The
New York Times is reporting that TWU and MTA have reached an agreement to end the strike and possibly settle a tentative contract agreement:
After meeting with both sides through the night, state mediators have devised a preliminary framework for a settlement of the Metropolitan Transportation Authority contract dispute that would allow strikers to return to work later today, according to four people close to the negotiations.
[snip]
The agreement, they said, would give every side some of what it asked for.
It would allow Gov. George E. Pataki to save face because the final negotiations would not take place until the strikers return to work, the people said, and it would apparently allow the union's president, Roger Toussaint, to save face because, they believe, the authority's pension demands - which are at the crux of the deadlock - have been significantly scaled back.
Ironically, I was writing the rest of this diary while Greenhouse and Chan were writing this story for the NYT. I spent a long time on it, so I'm including it here, even if it's a lot less relevant now. Thanks for your indulgence...

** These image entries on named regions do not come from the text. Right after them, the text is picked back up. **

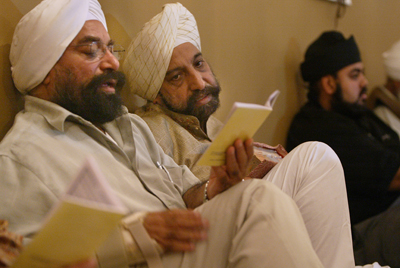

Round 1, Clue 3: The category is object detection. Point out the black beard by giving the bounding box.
[160,83,221,122]
[52,71,125,125]
[331,83,368,117]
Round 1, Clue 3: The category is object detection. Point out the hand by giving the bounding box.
[63,259,97,268]
[207,139,254,199]
[143,209,209,251]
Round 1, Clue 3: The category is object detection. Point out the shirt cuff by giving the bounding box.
[97,212,163,268]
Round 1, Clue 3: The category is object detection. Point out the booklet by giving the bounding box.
[12,158,127,268]
[197,90,280,166]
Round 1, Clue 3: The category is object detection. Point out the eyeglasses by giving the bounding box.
[73,41,125,61]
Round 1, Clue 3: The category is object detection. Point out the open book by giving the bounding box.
[197,90,280,166]
[12,158,127,268]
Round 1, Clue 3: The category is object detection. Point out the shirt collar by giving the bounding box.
[24,95,128,132]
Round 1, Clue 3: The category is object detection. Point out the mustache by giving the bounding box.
[360,87,368,96]
[191,85,221,101]
[86,71,126,93]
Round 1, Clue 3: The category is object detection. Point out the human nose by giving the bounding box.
[361,74,369,87]
[190,70,206,90]
[100,49,119,71]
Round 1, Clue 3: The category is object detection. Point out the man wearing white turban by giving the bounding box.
[123,3,354,268]
[0,0,323,268]
[367,40,400,136]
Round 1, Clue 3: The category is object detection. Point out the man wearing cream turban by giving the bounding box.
[0,0,328,268]
[369,41,400,136]
[123,3,354,267]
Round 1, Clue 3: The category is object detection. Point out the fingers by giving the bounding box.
[143,210,209,251]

Would you walk 3 miles each way to work if doing so would get Bush out of the White House and into prison?
Would you get up 2 hours earlier than usual in the morning so you could carpool with your coworkers if doing so would end the War in Iraq?
Would you figure out how to survive on a smaller income if doing so led to a "moon program" commitment by the Federal Government to creating a renewable-energy economy?
Would you stand in line for 90 minutes at a ferry terminal if doing so would guarantee a woman's right to choose?
Would you ride a bike across a bridge in freezing weather if doing so would create genuine, democratic election reform?
Would you miss work for a week if doing so would guarantee universal, free health insurance in the USA?
Would you figure out how to juggle parenting with your partner or spouse because your daycare is closed if doing so would save Social Security from GOP attacks?
And if you would do any of these things, how long would you do them for? A day? A week? A month? If you did them for a month, and then found out that doing them for one month more would win everything I've listed, would you do them for another month?
I've only been involved in activism for a dozen years or so, but even I know that it never works this way. No one can know how long it will take to win all the social, economic, and political reforms that bring us to dKos. No one knows how many rallies and letters to the editor and meetings with Congresscritters and city council resolutions and elections it will take to end the War. No one knows how many scandals and investigations and protests it will take to bring accountability to Bush.
No one knew how many days of sit-downs in Flint it would take to organize the UAW at GM. No one knew how many picket lines, how many murdered longshoremen, how many days of a general strike it would take to win the union hiring hall on the West Coast.
And no one knows how many strikes it will take to keep the wealthy, the privileged, the arrogant from throwing all working people into poverty. No one knows how many fights, how much struggle and protest, it will take to prevent another 10,000 or 30,000 or 100,000 of our brothers and sisters from losing their health insurance. No one knows how many times we'll have to say "No!" before they get the message and stop trying to steal from us and our loved ones.
No one knows how many days the TWU members will have to stand in the cold, giving 2 day's pay to the State of New York for the privilege of being on strike against the MTA, to preserve their future brothers' and sisters' pensions, to keep management from imposing the give-backs forced on other public workers, and to stand up for their dignity. No one knows how many days their brothers and sisters in the NYC metropolitan region will need to stand and endure with them in their struggle.
But however long it takes, it has to last one day more than what the MTA, and Billionaire Bloomberg, and Governor Pataki, and Wall Street can take. The MTA has lied about their surplus. The MTA demanded give-backs from their own employees (and what sacrifices has the MTA offered to make?). The MTA tried, at the last minute, to break the union apart with a 2-tier pension proposal. The MTA and powerful elites in New York picked this fight - and if they see that this fight leads to working people turning on each other, if Bloomberg learns that his outrageous, snarling, union-busting attacks win over working people in New York, then New Yorkers can count not only on a further deterioration of the quality of life for anyone who can't afford a $1,000 cocktail at a swanky club in Manhattan - you can count on more confrontations, more strikes, and more disruption, because you'll have taught the wealthy and the bosses that the more they attack, the more we turn on each other, and the more we lose.
It's not just the TWU members who are being tested. We are all being tested in this strike. The test is, do we stand together or fall apart? If we fail, we fail not only our brothers and sisters on the picket line, we also fail ourselves and future generations, because we'll have shown the greedy and grasping that they only have to push a little and we'll all fall down.
The awful commutes, the ruined schedules, the lost incomes of New Yorkers are not side-effects of the struggle -- they are part of the struggle itself. If you're a New Yorker whose life has been turned upside down by the strike, you're not a victim -- you're a participant in the fight for a more democratic America. We're all a part of this struggle, as long as we stick with the fight and stick together.
Would you walk three miles a day each way to work if doing so meant winning power for working people?
Would you get up 2 hours earlier than usual in the morning to carpool with your coworkers if doing so meant turning the tide on the destruction of the middle class?
Would you figure out how to live on a smaller income if doing so meant that America became a more democratic country?